Num futuro próximo, numa era pós-industrial, Terminal Island serve como cenário de um dos mais brutais e violentos eventos desportivos: a Corrida Mortal, transmitida online para uma audiência sedenta por sangue. Mas esta ilha é também o local onde estão presos os criminosos mais perigosos, sendo alguns deles os condutores dos carros modificados para esta corrida.
Jensen Ames (Jason Statham) é um desses prisioneiros, injustamente julgado pela morte da mulher, obrigado a deixar a filha ser entregue a um casal adoptivo. Tri-campeão de corridas de automóveis, Jensen vê-se envolvido nesta prova, para substituir Frankenstein, um prisioneiro mascarado que não sobreviveu à ultima corrida.
Hennessey (Joan Allen) directora da prisão, chantageia Jensen para esta substituição em segredo, pois o defunto mascarado era o favorito da audiência, tendo já ganho quatro corridas. Pelas regras, após cinco corridas ganhas o vencedor tem direito à liberdade. Mas rapidamente Jensen descobre que lhe armaram uma cilada e que a corrida está de tal modo controlada que é impossível a quem quer que seja sair dali vivo.
Paul W. S. Anderson regressa à realização depois de “Alien VS Predator” e oferece-nos um filme cheio de pura adrenalina com o herói interpretado por Statham, que tem vindo a crescer como actor do género acção/thriller, com títulos mais ou menos bem conseguidos como a saga “Transporter” e “The Bank Job”.
“Death Race” oferece ao espectador aquilo que promete desde o início e entretém o suficiente para não aborrecer os fãs de filmes de acção. Todos os requisitos estão lá mas algumas coisas parecem falhar. Uma delas foi a campanha de marketing. O filme não oferece novidade quanto à sua previsibilidade, mas quem viu o trailer vai entrar na sala de cinema com os twists resolvidos; basicamente o clip promocional conta toda a história do filme, excepto o desenlace.

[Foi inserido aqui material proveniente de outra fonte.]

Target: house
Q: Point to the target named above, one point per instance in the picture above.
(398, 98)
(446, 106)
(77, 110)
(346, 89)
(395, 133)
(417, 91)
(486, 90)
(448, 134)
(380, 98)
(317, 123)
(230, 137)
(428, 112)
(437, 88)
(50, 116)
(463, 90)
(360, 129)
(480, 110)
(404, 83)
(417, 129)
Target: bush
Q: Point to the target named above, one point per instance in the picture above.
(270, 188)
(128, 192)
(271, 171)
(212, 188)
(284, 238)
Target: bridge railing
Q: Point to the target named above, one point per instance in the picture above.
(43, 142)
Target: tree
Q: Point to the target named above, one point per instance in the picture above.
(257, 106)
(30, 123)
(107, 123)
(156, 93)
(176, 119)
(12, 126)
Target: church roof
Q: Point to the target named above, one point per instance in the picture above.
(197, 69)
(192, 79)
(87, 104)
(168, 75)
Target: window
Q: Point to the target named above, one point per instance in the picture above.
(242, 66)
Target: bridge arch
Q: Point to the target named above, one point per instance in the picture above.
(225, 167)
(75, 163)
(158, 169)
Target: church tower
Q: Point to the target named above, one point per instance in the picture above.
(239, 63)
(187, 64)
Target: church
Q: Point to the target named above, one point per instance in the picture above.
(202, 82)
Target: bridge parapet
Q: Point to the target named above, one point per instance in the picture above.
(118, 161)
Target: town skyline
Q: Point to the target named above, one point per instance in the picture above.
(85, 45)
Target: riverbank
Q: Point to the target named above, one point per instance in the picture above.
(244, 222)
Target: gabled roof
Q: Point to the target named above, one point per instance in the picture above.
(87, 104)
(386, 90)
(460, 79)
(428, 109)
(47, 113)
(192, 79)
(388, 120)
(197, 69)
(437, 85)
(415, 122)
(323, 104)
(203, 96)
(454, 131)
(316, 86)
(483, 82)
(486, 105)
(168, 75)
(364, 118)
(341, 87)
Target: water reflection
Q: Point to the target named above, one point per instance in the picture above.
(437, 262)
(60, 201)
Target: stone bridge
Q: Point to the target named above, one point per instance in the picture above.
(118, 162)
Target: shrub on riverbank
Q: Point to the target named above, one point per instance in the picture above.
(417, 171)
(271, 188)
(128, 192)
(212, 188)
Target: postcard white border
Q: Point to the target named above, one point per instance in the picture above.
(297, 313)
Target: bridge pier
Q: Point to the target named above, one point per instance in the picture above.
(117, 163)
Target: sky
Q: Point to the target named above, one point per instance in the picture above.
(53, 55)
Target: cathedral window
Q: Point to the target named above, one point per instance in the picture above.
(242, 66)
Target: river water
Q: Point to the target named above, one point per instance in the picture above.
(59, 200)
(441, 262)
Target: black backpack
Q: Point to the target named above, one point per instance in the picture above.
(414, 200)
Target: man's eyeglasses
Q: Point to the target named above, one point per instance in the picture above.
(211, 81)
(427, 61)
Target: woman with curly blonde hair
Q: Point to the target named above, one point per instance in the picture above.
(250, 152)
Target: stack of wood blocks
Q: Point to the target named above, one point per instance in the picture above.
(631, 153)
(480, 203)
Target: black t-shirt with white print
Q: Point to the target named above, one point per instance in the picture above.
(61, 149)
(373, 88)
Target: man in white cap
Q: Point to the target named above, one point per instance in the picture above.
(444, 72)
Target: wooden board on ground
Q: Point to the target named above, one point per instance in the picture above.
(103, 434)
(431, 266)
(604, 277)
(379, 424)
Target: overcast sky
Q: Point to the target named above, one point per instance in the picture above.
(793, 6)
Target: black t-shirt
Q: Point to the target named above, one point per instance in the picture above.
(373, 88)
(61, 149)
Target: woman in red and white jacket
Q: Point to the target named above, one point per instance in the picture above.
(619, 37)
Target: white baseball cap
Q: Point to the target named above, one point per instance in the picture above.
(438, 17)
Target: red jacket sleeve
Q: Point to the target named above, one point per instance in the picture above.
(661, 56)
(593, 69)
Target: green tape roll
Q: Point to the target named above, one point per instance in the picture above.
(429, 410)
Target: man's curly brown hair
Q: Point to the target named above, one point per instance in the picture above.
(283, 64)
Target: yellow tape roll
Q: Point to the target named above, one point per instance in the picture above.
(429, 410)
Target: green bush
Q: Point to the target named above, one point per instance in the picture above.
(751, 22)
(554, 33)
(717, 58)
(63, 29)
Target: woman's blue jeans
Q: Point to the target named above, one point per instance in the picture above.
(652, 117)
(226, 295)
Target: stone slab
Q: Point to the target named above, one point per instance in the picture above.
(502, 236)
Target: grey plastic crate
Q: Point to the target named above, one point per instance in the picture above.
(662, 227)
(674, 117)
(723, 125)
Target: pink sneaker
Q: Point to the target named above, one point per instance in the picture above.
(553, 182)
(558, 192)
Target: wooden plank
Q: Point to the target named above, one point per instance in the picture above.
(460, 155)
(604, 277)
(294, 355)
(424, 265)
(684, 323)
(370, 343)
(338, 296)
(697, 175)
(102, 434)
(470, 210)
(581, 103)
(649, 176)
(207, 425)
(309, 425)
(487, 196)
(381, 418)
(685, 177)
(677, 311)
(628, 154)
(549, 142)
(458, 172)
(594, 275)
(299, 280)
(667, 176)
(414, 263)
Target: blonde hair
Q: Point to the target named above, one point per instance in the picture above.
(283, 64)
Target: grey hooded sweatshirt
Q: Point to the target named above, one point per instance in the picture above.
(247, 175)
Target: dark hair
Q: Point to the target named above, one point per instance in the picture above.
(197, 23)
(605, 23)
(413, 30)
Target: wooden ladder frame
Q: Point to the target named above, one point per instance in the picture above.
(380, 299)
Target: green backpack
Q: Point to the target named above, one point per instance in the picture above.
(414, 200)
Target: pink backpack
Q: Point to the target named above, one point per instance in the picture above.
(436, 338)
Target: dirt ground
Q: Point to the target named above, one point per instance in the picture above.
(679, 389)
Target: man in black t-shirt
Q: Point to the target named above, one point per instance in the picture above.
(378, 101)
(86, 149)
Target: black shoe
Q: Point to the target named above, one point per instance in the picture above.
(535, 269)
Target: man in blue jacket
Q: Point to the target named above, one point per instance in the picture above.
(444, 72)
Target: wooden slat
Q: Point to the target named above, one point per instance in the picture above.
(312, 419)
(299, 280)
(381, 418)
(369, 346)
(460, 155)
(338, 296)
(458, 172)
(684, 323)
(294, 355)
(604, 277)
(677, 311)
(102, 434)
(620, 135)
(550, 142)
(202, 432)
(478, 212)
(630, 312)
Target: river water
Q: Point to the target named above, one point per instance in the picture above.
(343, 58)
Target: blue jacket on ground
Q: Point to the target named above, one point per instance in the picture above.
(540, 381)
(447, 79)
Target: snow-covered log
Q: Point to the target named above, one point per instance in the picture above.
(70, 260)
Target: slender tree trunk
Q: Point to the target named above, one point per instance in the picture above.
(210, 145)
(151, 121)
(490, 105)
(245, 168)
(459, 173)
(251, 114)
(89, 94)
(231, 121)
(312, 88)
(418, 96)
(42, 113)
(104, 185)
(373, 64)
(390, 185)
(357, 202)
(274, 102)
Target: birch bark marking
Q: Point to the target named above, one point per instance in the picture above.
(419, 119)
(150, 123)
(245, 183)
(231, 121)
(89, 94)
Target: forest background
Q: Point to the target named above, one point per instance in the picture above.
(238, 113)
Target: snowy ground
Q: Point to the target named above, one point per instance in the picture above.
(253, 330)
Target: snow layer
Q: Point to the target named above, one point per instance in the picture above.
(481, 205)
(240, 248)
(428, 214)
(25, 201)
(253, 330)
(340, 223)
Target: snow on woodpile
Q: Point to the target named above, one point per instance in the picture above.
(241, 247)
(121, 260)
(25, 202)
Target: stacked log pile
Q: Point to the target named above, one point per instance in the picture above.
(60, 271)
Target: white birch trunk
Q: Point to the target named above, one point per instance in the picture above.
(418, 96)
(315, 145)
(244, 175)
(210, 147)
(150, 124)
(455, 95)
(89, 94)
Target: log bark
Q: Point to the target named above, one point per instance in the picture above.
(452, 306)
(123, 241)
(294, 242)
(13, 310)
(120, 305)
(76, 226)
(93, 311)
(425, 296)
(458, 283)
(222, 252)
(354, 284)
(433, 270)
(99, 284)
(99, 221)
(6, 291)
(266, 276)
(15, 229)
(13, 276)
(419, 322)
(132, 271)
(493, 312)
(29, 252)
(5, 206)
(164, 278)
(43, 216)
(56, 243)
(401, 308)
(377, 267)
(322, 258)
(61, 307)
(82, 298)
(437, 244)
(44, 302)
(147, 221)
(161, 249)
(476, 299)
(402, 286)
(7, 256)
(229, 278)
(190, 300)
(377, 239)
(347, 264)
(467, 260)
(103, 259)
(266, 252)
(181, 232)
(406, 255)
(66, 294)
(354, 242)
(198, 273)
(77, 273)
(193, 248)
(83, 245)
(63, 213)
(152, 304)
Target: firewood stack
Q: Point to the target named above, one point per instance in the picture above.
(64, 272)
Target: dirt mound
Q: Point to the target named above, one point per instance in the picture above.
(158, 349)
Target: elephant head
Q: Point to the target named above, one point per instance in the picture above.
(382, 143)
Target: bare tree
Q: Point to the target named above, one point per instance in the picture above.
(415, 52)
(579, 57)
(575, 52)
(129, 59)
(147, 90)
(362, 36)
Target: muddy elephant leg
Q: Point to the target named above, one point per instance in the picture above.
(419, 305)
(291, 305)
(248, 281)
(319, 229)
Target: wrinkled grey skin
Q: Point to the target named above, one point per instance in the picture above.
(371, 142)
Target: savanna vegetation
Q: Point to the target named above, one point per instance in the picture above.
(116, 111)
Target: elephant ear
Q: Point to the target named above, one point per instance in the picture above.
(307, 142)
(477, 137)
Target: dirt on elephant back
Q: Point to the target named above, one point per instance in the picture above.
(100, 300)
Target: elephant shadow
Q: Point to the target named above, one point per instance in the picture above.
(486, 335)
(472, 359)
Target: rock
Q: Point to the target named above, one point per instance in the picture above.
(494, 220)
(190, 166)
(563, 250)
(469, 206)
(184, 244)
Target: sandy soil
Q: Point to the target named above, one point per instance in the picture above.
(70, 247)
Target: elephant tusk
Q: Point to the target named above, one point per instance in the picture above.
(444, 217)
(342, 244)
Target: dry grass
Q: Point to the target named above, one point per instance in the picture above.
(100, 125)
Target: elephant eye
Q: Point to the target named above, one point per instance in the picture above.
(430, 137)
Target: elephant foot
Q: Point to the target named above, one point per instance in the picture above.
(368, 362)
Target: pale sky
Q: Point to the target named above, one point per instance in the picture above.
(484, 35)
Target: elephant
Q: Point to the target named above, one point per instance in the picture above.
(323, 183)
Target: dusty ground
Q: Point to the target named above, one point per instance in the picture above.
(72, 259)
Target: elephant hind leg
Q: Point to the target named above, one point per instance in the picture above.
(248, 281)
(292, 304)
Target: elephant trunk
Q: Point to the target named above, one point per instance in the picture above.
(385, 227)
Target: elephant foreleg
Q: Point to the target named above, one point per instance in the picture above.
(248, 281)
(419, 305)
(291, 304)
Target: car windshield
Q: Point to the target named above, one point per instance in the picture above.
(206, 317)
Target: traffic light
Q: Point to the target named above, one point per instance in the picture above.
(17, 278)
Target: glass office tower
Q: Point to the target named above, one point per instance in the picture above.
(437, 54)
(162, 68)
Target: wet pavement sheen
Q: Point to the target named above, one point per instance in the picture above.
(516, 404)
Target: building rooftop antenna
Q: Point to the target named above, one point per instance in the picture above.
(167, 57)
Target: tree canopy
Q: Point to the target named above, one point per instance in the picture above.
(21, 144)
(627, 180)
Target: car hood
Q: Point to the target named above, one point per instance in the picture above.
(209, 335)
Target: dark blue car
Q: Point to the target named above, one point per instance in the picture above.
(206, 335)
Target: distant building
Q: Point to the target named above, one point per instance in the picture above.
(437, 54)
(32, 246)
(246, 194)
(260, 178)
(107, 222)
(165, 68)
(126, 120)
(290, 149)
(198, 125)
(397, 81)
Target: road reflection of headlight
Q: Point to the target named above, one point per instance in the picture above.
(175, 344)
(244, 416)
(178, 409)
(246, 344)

Quanto ao ambiente, o realizador está no seu campo: a montagem é acelerada mas perceptível, a fotografia em tom frio e a banda sonora está pejada de temas rock/hip hop. Algumas sequências do filme são realmente apresentadas como um programa de televisão, mas as corridas assemelham-se mais a um videojogo, os carros modificados passam por cima de símbolos no chão que activam armas e escudos de protecção contra os restantes concorrentes; caso para dizer que aquilo que falta ao espectador é um comando.
Os pontos negativos de “Death Race” estão sobretudo na previsibilidade, no fraco argumento e na escolha de Joan Allen para vilã. Não que desgoste da actriz, muito pelo contrário, foi um prazer ver o seu desempenho em “The Bourne Ultimatum” (2007) ou “The Notebook” (2004), mas a personagem que encarna é pouco verosímil, soa estranha e outras escolhas teriam encaixado melhor.
Tyrese Gibson (“Transformers”) é um secundário forte como oponente e Ian McShane (“Deadwood”) é competente embora falhe nas tentativas cómicas.
O final do filme é outro dos pontos fracos, demasiado rápido, deixa o espectador insatisfeito.
“Death Race” é um filme a não perder para os amantes de carros, corridas e adrenalina; o resto do público talvez queira passar ao lado.